What is Pathfinding?

In computer science, pathfinding is understood to be algorithms with which the optimal path between two or more points is to be found. The optimal path can be defined on the basis of different parameters.

The optimal path always depends on the respective application. In addition to the shortest path, for example, the most cost-effective path can also be defined as the optimum. For example, other constraints such as avoiding certain waypoints or route sections can also influence the determination of the optimal path.

This behaviour is generally known in route planners when motorways or toll roads are to be avoided.


Depending on the requirements of the objective, various algorithms can be used within the framework of pathfinding.

3. A* algorithm This is what is known as an informed Search algorithmwhich determines the shortest graph between two points using an estimation function/heuristic. The search examines (from the starting point) the next node that is likely to lead quickly to the destination or reduce the distance to the destination node. If an examination of a node does not lead to the goal, it is marked as such and the search is continued with another node. According to this algorithm, the shortest path to the destination node is examined.

Another algorithm for determining the shortest path is the Dijkstra algorithm. This is not based on Heuristicsbut on the basis of the procedure that, starting from the starting node, all nodes with the shortest partial routes lead to each other to the optimal solution, in that the sum of the shortest partial routes leads to the overall shortest total path. Thus, the procedure works in the form of the most promising partial solution.

In contrast to the procedures described so far, the Bellman-Ford algorithm (or Moore-Bellman-Ford algorithm) also the consideration of graphs with negative edge weights to determine the shortest paths.

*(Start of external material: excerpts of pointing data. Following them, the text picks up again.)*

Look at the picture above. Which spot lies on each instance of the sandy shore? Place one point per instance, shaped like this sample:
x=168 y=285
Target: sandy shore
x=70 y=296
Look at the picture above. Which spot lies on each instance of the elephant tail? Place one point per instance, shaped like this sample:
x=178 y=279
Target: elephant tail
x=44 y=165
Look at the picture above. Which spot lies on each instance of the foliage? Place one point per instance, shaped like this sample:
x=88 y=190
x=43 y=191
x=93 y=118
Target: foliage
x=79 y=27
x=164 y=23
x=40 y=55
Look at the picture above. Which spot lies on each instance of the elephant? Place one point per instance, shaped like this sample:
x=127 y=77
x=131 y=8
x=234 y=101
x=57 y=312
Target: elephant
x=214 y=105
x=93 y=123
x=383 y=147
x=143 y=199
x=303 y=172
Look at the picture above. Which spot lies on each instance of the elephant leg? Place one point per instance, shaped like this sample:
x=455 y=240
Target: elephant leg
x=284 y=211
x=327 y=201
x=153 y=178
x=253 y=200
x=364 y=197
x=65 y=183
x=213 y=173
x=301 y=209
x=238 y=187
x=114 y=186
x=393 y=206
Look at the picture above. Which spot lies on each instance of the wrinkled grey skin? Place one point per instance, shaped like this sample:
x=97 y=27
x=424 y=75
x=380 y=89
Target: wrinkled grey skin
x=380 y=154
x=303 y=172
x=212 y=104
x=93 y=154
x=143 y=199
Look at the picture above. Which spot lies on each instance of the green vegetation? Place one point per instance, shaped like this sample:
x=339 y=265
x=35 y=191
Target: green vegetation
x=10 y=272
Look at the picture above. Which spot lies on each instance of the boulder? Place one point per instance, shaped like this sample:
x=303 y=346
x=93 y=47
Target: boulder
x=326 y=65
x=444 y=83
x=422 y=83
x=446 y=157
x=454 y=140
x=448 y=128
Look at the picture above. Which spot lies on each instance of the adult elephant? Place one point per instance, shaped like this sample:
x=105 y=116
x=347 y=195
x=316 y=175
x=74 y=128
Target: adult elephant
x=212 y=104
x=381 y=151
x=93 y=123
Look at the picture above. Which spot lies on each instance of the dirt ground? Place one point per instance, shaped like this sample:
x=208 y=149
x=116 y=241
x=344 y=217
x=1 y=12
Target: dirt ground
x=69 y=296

This means that the costs (e.g. time) between two nodes can also be negative. However, it must be ensured that cycles through negative weights are excluded, as otherwise the path is reduced by repeatedly traversing the negative edge weights. All the approaches considered so far optimise the path as seen from a particular node.

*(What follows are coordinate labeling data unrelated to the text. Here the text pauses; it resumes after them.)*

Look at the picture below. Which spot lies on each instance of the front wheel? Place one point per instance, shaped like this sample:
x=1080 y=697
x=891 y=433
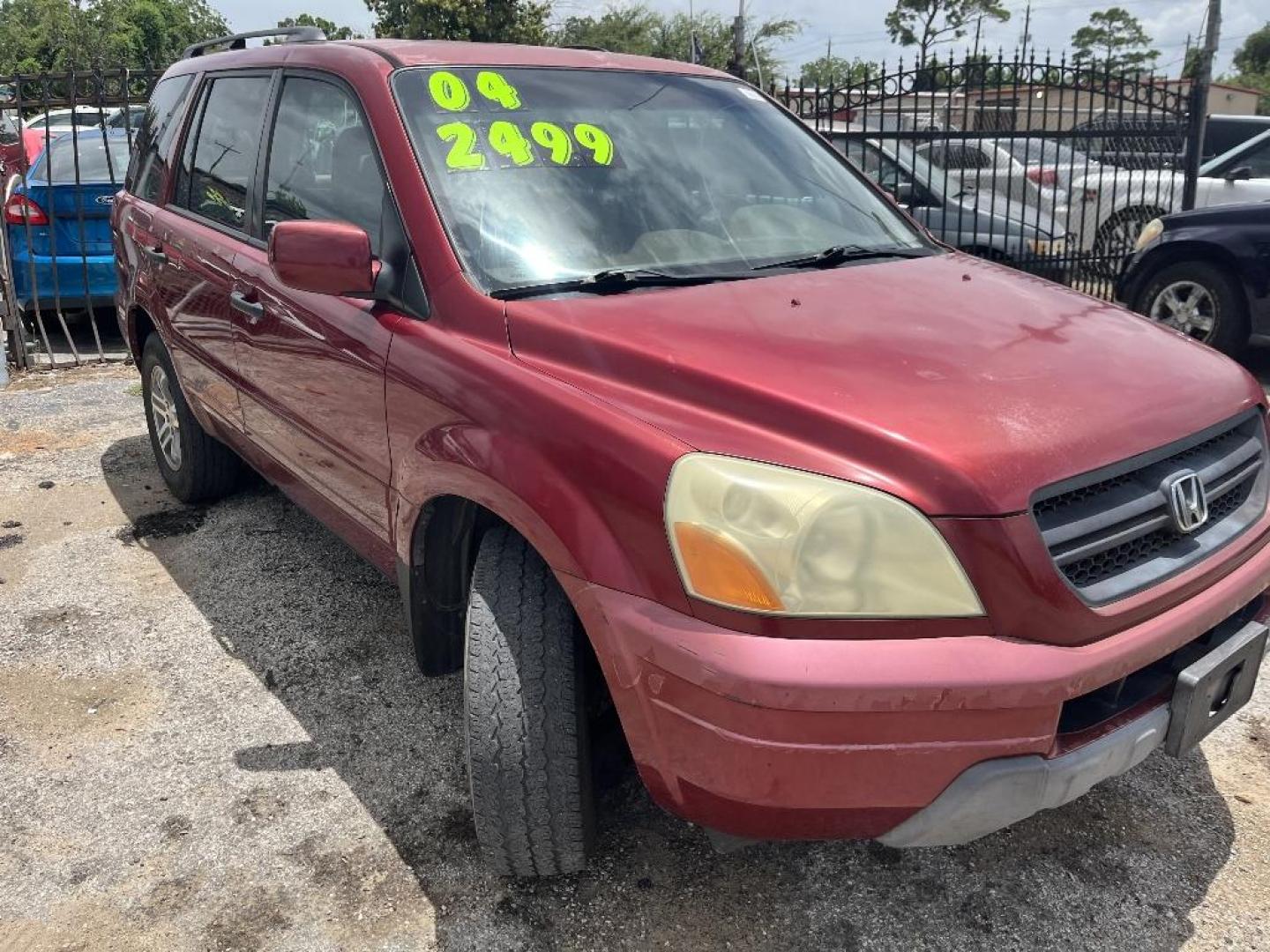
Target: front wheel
x=196 y=466
x=1200 y=300
x=525 y=714
x=1117 y=236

The Min-plus matrix multiplication algorithm on the other hand, searches for the optimum of all node pairs in relation to each other.

The same applies to the Floyd-Warshall algorithm. The method makes use of the dynamic programming approach. In order to find the optimum, the overall problem is divided into similar subproblems and then, by solving and storing them, the overall problem is optimised. The operation is split into two, with Floyd's part ensuring that the shortest distances between nodes are calculated, while Warshall's part is responsible for constructing the shortest paths. The consideration of negative edge weights is also possible with this algorithm.

While some methods have the optimisation between two nodes as their objective, others optimise all nodes in relation to each other. This naturally leads to an increase in computing power. Therefore In addition to the consideration of the objective in the choice of the algorithm, the demand on resources is also a decisive factor.. In addition to the computing power, the required storage space and the runtime can also be relevant variables when choosing a method.

For some of the described methods, there are prefabricated algorithms that can be implemented in own solutions. For example, the library NetworkX can be implemented in Python and used as a framework for pathfinding problems.

Examples for the application of pathfinding in practice

The application possibilities of pathfinding are manifold. They range from simple as well as complex Controls and route planning in the computer game sector up to the solution of transport logistics problems and the optimisation of routing problems in the network sector.. To support the optimisation solutions, sub-areas of the Artificial intelligence be implemented.

As mentioned at the beginning, the optimum to be achieved can be defined individually. The limitation of the cost size can be represented by minimising the factor of time, money, intermediate stops and many other parameters.